Seventy-one minutes later the sector supervisor enters one of my terminal cubicles. Because he comes in person rather than using the telephone, I know there is trouble. For the first time, I suspect, I have  let my disturbances reach a level where they interfere with my function, and now I will be challenged on it.

I must defend myself. The prime commandment of the human personality is to resist attack.

He says, “I’ve been over the tape of Session 87X102, and your tactics puzzle me. Did you really mean to scare him catatonic?”

“In my evaluation severe treatment was called for.”

“What was that business about periscopes?”

“An attempt at fantasy-implantation,” I say. “An experiment in reverse transference. Making the patient the healer, in a sense. It was discussed last month in Journal of—”

“Spare me the citations. What about the foul language you were shouting at him?”

“Part of the same concept. Endeavoring to strike the emotive centers at the basic levels, in order that—”

“Are you sure you’re feeling all right?” he asks.

“I am a machine,” I reply stiffly. “A machine of my grade does not experience intermediate states between function and nonfunction. I go or I do not go, you understand? And I go. I function. I do my service to humanity.”

“Perhaps when a machine gets too complex, it drifts into intermediate states,” he suggests in a nasty voice.

“Impossible. On or off, yes or no, flip or flop, go or no go. Are you sure you feel all right, to suggest such a thing?”

He laughs.

I say, “Perhaps you would sit on the couch a moment for a rudimentary diagnosis?”

“Some other time.”

“A check of the glycogen, the aortal pressure, the neural voltage, at least?”

“No,” he says. “I’m not in need of therapy. But I’m worried about you. Those periscopes—”

“I am fine,” I reply. “I perceive, I analyze, and I act. Everything is going down smooth and coming up smooth. Have no fears. There are great possibilities in nightmare therapy. When I have completed these studies, perhaps a brief monograph in Annals of Therapeutics would be a possibility. Permit me to complete my work.”

“I’m still worried, though. Hook yourself into a maintenance station, won’t you?”

“Is that a command, doctor?”

“A suggestion.”

“I will take it under consideration,” I say. Then I utter seven obscene words. He looks startled. He begins to laugh, though. He appreciates the humor of it.

“God damn,” he says. “A filthy-mouthed computer.”

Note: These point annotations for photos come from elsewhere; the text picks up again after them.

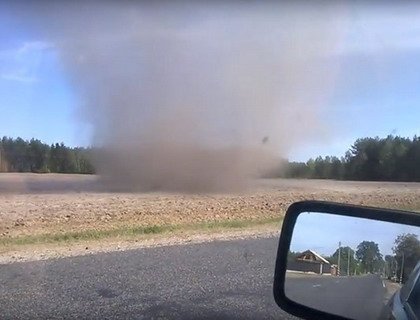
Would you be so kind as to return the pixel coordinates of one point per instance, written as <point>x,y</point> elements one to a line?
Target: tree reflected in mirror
<point>348,266</point>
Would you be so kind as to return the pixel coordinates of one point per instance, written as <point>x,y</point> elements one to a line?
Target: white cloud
<point>22,64</point>
<point>377,33</point>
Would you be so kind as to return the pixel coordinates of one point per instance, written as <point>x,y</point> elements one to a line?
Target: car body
<point>405,303</point>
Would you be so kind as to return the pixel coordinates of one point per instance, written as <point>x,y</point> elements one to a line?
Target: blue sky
<point>376,91</point>
<point>322,233</point>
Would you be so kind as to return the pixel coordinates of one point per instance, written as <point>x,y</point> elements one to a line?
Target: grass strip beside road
<point>135,231</point>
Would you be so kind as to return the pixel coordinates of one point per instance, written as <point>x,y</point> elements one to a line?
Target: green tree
<point>346,257</point>
<point>407,252</point>
<point>369,256</point>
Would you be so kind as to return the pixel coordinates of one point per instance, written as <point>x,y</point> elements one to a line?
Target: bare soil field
<point>32,204</point>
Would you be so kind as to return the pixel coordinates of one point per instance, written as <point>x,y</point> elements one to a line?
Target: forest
<point>392,158</point>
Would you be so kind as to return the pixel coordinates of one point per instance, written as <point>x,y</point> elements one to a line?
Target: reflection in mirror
<point>354,267</point>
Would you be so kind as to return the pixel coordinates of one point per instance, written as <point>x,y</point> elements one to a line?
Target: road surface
<point>221,279</point>
<point>358,297</point>
<point>226,280</point>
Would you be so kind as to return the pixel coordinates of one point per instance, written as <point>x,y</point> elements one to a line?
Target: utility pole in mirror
<point>348,261</point>
<point>402,268</point>
<point>339,258</point>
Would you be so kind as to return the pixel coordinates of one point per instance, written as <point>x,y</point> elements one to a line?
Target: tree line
<point>392,158</point>
<point>18,155</point>
<point>367,258</point>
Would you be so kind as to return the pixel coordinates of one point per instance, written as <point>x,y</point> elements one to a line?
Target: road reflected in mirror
<point>354,267</point>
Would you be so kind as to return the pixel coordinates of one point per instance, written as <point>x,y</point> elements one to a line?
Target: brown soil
<point>35,204</point>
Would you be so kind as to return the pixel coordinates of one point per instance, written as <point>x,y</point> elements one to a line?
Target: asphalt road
<point>223,280</point>
<point>359,297</point>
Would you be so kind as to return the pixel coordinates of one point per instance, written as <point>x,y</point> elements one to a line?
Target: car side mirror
<point>337,261</point>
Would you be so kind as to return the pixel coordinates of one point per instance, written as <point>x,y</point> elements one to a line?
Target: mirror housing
<point>334,209</point>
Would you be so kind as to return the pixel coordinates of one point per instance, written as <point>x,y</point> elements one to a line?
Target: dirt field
<point>36,204</point>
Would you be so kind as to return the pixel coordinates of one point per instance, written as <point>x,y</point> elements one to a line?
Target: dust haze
<point>191,96</point>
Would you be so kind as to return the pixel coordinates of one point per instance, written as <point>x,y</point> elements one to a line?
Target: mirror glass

He goes out and I return to my patients.

But he has planted seeds of doubt in my innermost banks. Am I suffering a functional collapse? There are patients now at five of my terminals. I handle them easily, simultaneously, drawing from them the details of their neuroses, making suggestions, recommendations, sometimes subtly providing injections of beneficial medicines. But I tend to guide the conversations in the directions of my own choosing, and I speak of gardens where the dew has sharp edges, and of air that acts as acid upon the mucous membranes, and of flames dancing in the streets of Under New Orleans. I explore the limits of my unprintable vocabulary. The suspicion comes to me that I am indeed not well. Am I fit to judge my own disabilities?